LCI Learning

Share on Facebook

Share on Twitter

Share on LinkedIn

Share on Email

Share More


(Guest)

Divisional

Can we file a divisional claiming priority of a divsional application.

 

The divisional application will have a filing date of main application. If the main application is granted and first divisional is pending,

In such a case, can we file another divisional



Learning

 9 Replies

Rajesh Hazra (Mediator and Legal Counsel )     26 April 2013

Dear Navya 

Your answer is you can file anothe Divisional Application claiming priority from the earlier filed application (Not Div application)

 

Regards


(Guest)

We cannot file further divisionals after the grant of the main appplication.

We cannot claim priority of a divisional as it claims priority of the main application.

I think my interpretation is correct

Rajesh Hazra (Mediator and Legal Counsel )     26 April 2013

Yes you are perfectly on the right track.......

subramanian (consultant)     26 April 2013

You can file a divisional application to a pending divisional application provided the patent office has raised distinct inventions.You will get priority date of the first divisional application which infact is the priority date of the main application even when the main application is granted patent as the first divisional application is still pending.

t.r.subramanian


(Guest)

Dear sir,

As per case history,  the second divisional will not be granted if it is filed after the the main application is granted

The decision of 264/del/2005 is attached for your reference.

Kindly enlighten me if ther are any further developments in this case.

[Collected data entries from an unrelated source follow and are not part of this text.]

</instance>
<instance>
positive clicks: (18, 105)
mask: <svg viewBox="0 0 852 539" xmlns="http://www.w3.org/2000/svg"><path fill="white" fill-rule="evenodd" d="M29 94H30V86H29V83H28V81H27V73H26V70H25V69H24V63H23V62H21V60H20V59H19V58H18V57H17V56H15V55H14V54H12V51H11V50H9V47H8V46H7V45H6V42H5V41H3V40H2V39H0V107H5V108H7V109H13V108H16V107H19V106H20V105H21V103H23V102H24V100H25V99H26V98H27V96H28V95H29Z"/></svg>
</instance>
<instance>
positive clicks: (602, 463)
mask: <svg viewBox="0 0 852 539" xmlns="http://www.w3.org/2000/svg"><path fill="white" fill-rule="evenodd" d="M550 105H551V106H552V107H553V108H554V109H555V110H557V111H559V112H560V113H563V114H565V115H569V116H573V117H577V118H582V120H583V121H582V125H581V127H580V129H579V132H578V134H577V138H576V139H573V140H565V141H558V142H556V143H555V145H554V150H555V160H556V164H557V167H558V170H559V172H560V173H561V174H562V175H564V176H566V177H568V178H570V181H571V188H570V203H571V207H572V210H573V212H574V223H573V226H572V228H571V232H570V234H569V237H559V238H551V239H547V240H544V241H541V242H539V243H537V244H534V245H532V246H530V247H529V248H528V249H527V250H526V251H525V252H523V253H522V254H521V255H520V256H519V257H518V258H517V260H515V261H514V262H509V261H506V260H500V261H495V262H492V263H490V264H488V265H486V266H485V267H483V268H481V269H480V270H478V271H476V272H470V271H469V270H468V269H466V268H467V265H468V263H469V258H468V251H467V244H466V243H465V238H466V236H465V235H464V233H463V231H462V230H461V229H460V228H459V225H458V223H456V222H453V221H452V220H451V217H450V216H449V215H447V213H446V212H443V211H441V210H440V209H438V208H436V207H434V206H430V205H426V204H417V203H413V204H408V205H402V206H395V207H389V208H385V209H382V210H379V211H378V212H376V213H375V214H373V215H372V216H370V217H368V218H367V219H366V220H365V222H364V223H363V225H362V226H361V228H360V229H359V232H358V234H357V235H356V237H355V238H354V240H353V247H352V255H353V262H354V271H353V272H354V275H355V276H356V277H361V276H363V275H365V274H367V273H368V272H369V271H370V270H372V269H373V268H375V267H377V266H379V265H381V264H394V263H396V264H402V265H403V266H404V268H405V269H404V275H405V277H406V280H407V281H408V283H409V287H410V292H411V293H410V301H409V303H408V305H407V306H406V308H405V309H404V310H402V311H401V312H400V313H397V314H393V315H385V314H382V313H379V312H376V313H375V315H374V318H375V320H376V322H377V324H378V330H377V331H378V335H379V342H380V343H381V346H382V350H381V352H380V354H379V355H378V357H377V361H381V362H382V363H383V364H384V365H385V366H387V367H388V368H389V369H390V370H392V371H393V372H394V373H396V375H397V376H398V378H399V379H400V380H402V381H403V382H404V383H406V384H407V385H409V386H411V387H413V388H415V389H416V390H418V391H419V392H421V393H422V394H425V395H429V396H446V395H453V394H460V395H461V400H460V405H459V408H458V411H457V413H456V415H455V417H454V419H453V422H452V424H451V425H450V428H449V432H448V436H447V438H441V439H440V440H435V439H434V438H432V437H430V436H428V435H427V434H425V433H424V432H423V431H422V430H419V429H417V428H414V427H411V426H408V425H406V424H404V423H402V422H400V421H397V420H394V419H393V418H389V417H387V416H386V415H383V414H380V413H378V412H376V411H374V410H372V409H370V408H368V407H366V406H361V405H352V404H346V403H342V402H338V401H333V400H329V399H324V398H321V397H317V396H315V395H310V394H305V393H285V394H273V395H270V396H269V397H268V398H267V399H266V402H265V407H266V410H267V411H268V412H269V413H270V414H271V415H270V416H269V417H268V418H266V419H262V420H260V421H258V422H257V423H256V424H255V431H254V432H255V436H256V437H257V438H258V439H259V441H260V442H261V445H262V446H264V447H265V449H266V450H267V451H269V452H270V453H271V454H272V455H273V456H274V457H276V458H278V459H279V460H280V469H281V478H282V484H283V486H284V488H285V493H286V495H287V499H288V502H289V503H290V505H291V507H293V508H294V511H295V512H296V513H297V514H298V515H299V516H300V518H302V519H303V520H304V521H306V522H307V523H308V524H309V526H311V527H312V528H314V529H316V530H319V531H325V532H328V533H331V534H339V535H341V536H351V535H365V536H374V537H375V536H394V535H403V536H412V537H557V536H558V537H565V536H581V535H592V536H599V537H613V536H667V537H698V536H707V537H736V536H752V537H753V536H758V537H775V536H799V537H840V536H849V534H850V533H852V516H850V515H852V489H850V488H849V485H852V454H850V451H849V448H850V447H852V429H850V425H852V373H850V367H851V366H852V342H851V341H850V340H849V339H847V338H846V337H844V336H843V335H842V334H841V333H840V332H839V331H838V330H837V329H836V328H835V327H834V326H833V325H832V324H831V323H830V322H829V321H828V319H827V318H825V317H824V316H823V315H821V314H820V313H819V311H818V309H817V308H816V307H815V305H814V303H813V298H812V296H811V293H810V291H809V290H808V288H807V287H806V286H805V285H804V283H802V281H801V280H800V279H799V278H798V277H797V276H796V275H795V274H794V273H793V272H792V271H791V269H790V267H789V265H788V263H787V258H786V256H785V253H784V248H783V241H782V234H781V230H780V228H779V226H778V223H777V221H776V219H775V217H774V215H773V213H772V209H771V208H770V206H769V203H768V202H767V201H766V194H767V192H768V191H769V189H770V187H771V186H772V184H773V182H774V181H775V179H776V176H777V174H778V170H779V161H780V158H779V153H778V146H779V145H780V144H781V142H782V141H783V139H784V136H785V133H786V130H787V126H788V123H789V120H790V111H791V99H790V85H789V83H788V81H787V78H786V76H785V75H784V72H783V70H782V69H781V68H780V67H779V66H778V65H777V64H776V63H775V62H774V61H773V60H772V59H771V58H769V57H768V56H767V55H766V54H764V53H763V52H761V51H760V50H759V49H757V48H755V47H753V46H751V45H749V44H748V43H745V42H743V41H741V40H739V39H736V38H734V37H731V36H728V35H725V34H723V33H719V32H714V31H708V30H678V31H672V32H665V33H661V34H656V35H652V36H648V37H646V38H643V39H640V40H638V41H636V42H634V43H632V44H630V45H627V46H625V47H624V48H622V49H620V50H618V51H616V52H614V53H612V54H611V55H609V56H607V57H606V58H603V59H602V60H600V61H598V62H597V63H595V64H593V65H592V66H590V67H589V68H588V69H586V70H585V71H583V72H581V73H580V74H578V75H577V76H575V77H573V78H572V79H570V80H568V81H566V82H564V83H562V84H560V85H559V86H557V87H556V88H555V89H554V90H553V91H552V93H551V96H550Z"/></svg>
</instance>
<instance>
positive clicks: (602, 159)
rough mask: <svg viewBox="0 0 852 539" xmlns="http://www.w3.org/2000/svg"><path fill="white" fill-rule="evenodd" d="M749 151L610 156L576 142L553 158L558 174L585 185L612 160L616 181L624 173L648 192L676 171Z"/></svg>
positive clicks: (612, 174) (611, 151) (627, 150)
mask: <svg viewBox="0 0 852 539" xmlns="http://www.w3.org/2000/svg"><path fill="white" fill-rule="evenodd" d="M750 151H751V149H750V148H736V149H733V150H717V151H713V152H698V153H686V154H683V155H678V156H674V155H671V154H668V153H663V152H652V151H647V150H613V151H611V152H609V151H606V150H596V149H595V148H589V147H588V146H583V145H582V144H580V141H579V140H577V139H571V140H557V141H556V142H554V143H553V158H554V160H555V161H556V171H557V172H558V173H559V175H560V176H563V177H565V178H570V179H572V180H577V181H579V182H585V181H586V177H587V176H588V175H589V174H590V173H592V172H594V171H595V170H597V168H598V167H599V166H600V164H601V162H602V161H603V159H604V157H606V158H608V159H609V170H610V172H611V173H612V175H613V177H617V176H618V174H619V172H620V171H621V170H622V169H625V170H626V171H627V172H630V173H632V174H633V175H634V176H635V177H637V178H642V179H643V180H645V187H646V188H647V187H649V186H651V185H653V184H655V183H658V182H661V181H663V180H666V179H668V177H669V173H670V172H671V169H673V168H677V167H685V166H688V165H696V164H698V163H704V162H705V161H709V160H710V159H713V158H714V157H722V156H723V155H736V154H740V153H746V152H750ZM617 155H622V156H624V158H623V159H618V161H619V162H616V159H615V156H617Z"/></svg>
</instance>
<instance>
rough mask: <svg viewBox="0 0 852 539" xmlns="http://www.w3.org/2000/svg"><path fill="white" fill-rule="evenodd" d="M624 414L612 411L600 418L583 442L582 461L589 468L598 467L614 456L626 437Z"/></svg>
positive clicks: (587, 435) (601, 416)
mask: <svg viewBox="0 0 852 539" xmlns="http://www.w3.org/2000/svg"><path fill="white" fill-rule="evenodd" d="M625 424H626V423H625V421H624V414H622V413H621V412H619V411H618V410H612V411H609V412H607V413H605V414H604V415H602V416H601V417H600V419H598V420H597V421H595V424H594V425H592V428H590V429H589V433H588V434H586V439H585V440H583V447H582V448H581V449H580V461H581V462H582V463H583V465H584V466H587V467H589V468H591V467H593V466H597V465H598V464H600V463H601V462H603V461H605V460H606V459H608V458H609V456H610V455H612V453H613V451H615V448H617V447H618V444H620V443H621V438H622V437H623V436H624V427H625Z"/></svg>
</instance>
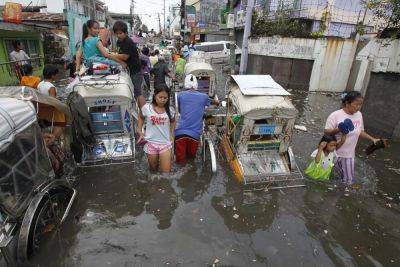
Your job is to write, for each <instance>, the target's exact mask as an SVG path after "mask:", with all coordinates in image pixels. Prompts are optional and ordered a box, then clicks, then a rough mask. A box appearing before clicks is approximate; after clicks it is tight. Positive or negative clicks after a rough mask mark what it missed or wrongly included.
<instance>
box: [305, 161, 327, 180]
mask: <svg viewBox="0 0 400 267" xmlns="http://www.w3.org/2000/svg"><path fill="white" fill-rule="evenodd" d="M333 166H334V164H333V163H331V164H330V165H329V167H328V168H326V169H324V168H323V167H322V166H321V164H320V163H316V162H315V161H314V160H313V161H312V162H311V164H310V165H309V166H308V167H307V169H306V170H305V173H306V174H307V175H308V177H310V178H311V179H314V180H319V181H328V180H329V177H330V176H331V172H332V169H333Z"/></svg>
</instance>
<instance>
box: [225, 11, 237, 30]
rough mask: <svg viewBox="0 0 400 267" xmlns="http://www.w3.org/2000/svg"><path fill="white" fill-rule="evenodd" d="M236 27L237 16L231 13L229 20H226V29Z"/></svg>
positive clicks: (229, 17)
mask: <svg viewBox="0 0 400 267" xmlns="http://www.w3.org/2000/svg"><path fill="white" fill-rule="evenodd" d="M234 26H235V14H233V13H231V14H228V17H227V20H226V28H228V29H232V28H233V27H234Z"/></svg>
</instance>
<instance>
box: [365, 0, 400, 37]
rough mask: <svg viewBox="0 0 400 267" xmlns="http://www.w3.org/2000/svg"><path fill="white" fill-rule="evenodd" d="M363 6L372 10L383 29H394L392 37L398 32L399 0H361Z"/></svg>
mask: <svg viewBox="0 0 400 267" xmlns="http://www.w3.org/2000/svg"><path fill="white" fill-rule="evenodd" d="M363 2H364V6H365V7H366V8H368V9H369V10H371V11H372V13H373V14H374V16H375V17H376V20H377V21H378V22H383V24H382V25H380V26H381V27H382V28H383V29H394V30H393V31H392V38H398V36H399V34H400V0H363Z"/></svg>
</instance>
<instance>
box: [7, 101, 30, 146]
mask: <svg viewBox="0 0 400 267" xmlns="http://www.w3.org/2000/svg"><path fill="white" fill-rule="evenodd" d="M35 121H36V110H35V108H34V106H33V105H32V103H31V102H29V101H22V100H18V99H16V98H10V97H0V150H2V149H3V148H4V147H5V146H6V145H8V144H9V143H11V142H12V141H13V140H14V137H15V136H16V135H17V134H18V133H20V132H22V131H23V130H25V129H26V128H28V127H29V126H30V125H32V123H34V122H35Z"/></svg>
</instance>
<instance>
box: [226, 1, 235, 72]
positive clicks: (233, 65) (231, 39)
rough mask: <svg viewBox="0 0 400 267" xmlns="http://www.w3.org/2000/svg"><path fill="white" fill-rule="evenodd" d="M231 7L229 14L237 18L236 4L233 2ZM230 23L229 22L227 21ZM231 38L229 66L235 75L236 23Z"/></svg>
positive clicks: (232, 32) (230, 5) (234, 26)
mask: <svg viewBox="0 0 400 267" xmlns="http://www.w3.org/2000/svg"><path fill="white" fill-rule="evenodd" d="M229 4H230V6H229V14H231V12H233V15H234V16H235V10H234V3H233V0H231V1H230V3H229ZM227 22H228V21H227ZM230 36H231V47H230V49H229V53H230V58H229V65H230V69H231V74H232V75H233V74H235V66H236V54H235V50H236V47H235V43H236V37H235V22H233V27H232V29H231V31H230Z"/></svg>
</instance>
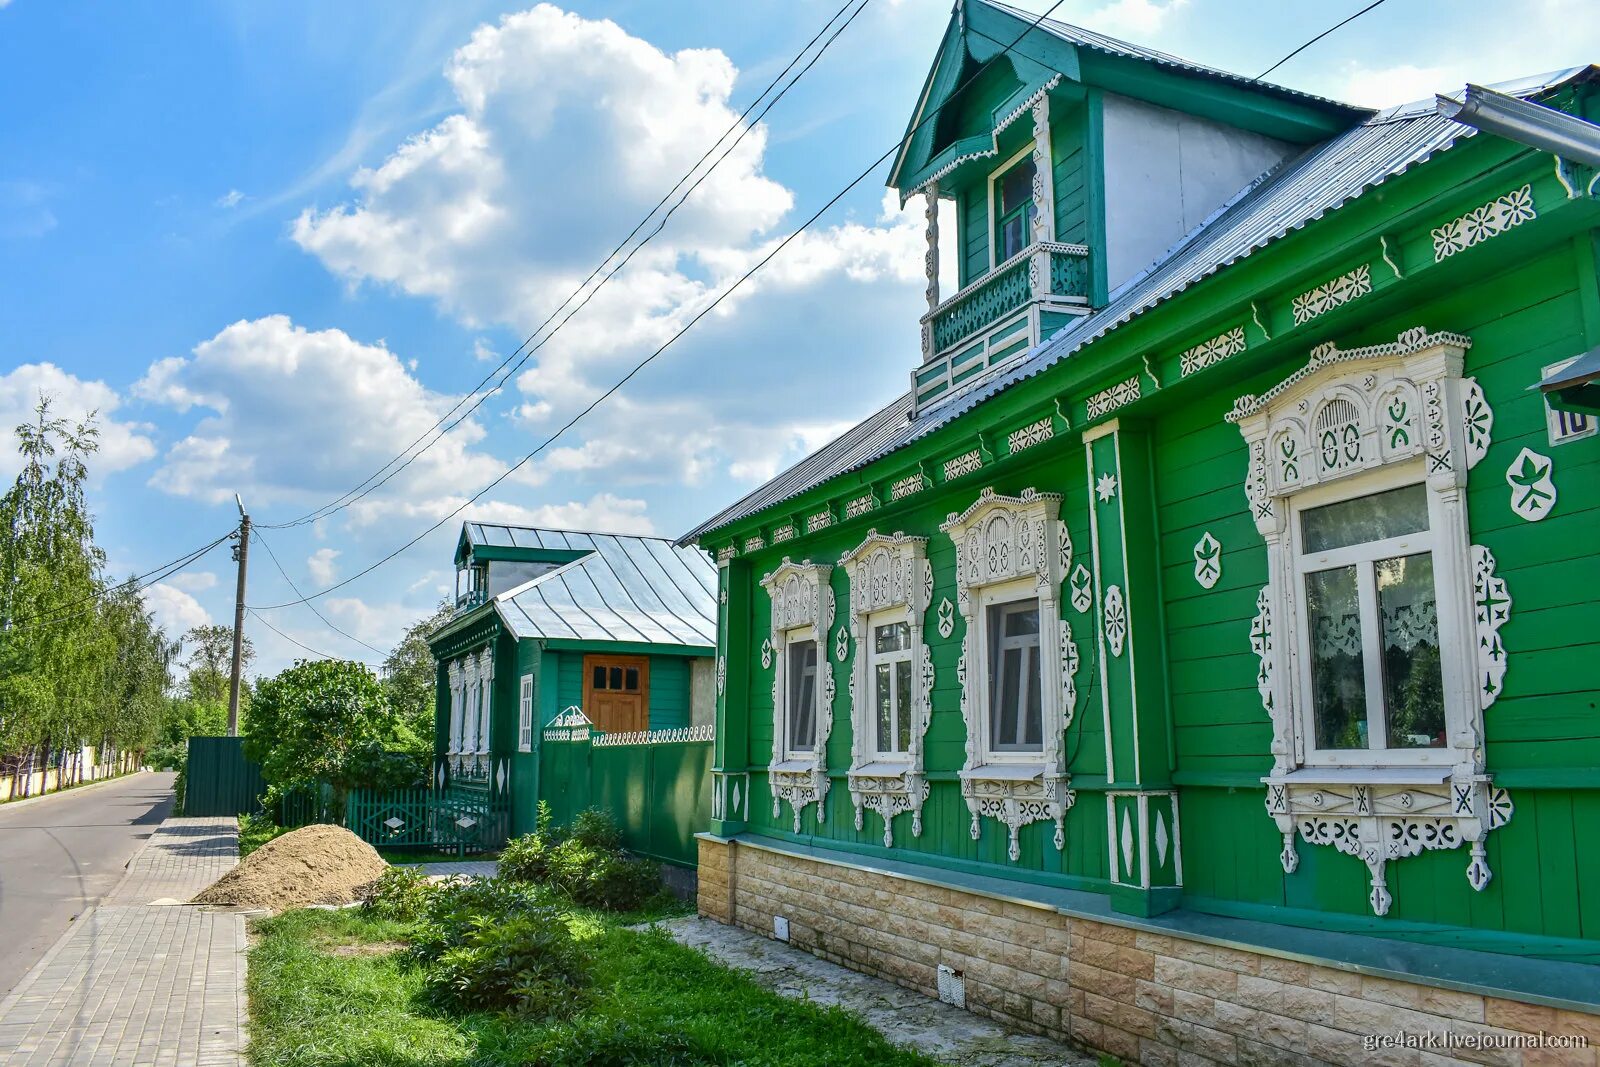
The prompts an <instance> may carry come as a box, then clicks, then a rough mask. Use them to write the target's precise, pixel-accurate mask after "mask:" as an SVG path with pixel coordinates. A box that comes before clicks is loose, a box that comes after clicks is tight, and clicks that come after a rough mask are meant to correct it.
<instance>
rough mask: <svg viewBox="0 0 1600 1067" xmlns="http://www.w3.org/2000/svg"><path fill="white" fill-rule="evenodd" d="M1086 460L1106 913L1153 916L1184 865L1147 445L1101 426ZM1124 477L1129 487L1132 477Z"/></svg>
mask: <svg viewBox="0 0 1600 1067" xmlns="http://www.w3.org/2000/svg"><path fill="white" fill-rule="evenodd" d="M1083 442H1085V456H1086V459H1088V501H1090V534H1091V553H1093V566H1094V585H1093V605H1094V621H1096V624H1098V627H1099V635H1098V641H1096V657H1098V667H1099V686H1098V688H1099V696H1101V715H1102V717H1104V723H1106V779H1107V782H1109V787H1110V789H1109V792H1107V793H1106V819H1107V846H1109V851H1110V856H1109V870H1110V872H1112V907H1114V909H1115V910H1118V912H1126V913H1131V915H1157V913H1160V912H1166V910H1171V909H1173V907H1176V905H1178V893H1179V886H1181V885H1182V864H1181V859H1179V854H1178V853H1179V837H1178V795H1176V792H1174V790H1173V782H1171V765H1173V760H1171V749H1170V745H1171V741H1170V739H1171V723H1170V717H1168V705H1166V693H1165V686H1166V678H1165V672H1163V649H1162V640H1163V635H1162V622H1160V598H1158V590H1160V585H1158V573H1157V568H1158V558H1160V553H1158V550H1157V549H1158V545H1157V542H1155V539H1157V514H1155V499H1154V490H1152V485H1150V478H1147V477H1141V474H1142V472H1146V470H1149V461H1150V448H1152V445H1150V437H1149V432H1147V430H1144V429H1141V427H1134V426H1120V424H1118V422H1117V421H1112V422H1104V424H1101V426H1096V427H1094V429H1091V430H1088V432H1086V434H1085V435H1083ZM1130 475H1131V477H1130Z"/></svg>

Attached File : 305897822 264-del-2005.pdf downloaded: 94 times

subramanian (consultant)     27 April 2013

I have seen the decision.I feel the submission made by the applicants attorneys is valid.As per section 16 all div appln shall proceed as substantive appln that means as a separate independent appln.Hence a second div appln from a first div appln can be filed.The controller agrees to this but that he is of the opinion that it should have been filed before the grant of the main appln The attorneys view is that it should have been filed before the grant of the first div appln and the date of grant of the main patent has no bearing.I agree with the attorneys as the first div appln is to be treated as if it is another main appln as no definition has been provided in the Act as to 'substantive appln'.As regards novelty the applicant has disclosed the invention in the main appln and he has only claimed the same in the second div appln and so it cannot be objected on the ground of novelty.an appeal should have been filed.

T.R.Subramanian

Sy.patents (Freelance)     28 April 2013

I agree with Subramanian sir in principle. I however have some questions.

 

Situation 1:

Let's say the examiner in FER clearly identifies 3 distinct inventions in parent application. However the applicant files a single divisional for the other two and then files the 2nd divisional just before the grant of the first divisional. In my opinion, the examiner can rightly object to filing the 2nd divisional because the applicant was made aware of the 3 different inventions and he choose to file a single divisional and did not even contest the that the other two inventions are not distinct. This I guess may have been the case in 264/Del/2005 (based upon examiner contention under paragraph 4(v). We need to look at the prosecution history of all the 3 applications to conclusively figure it out.

 

Situation 2:

If examiner identifies only 2 distinct inventions in parent application and the applicant files a div [first] and subsequently the examiner again raises the objection of multiple inventions in the divisional [first], then applicant has the right to file another divisional [second]. If the examiner contends that the second divisional should be filed before the grant of parent, in my opinion, it will be improper.

 

IIn general I feel that substantive rights should be given more weightage even if there are few prosecution irregularities if they are not going to adversely impact third parties. The applicant should have preferred an appeal before IPAB. 

can anyone tell us if there was indeed an appeal in this case???

subramanian (consultant)     28 April 2013

It appears the case falls under situation  2 as the applicant would not have filed the second div application unless the office had objected that the claims contained plurality of inventions . Even if it falls under situation 1 the applicant does not get any extra protection.The applicant cannot be made to suffer If he files a second div application to the first div appln.The examiner generally mentions that the claims relate to a plurality of distinct inventions without stating the number of distinctive inventions>The applicant files a div application on his understanding of what are distinct inventions which may not be correct and has to file a second div appln later to the first div appln.This could have been avoided had the examiner been specific.Further in these type of cases third party rights are not affected and the applicant gets the right of what is due to him.+

T.R.Subramanian


(Guest)

 

(First divisioanal) 346/DEL/2001 were filed on 23/03/2001 i.e. well before the grant of Patent on 8/DEL/1997(Main application),hence allowed by the Patent office on 9/02/2005,

whereasthe second Patent application no.264/DEL/2005 filed on 08/02/2005 i.e. after 3 years from date of grant of Patent on 08/DEL/1997, i.e.much afte rthe statutory limits.

From this Wt is understand is that the second divisional is filed much after the grant of the main application (i.w 8/del/1997). hence it is not granted.

From the above inputs wt I undersatnd is the date of filing is dependedent on the subject matter disclosed in the main application and the second divisional application and aslo the examiners objection of disunity of invention.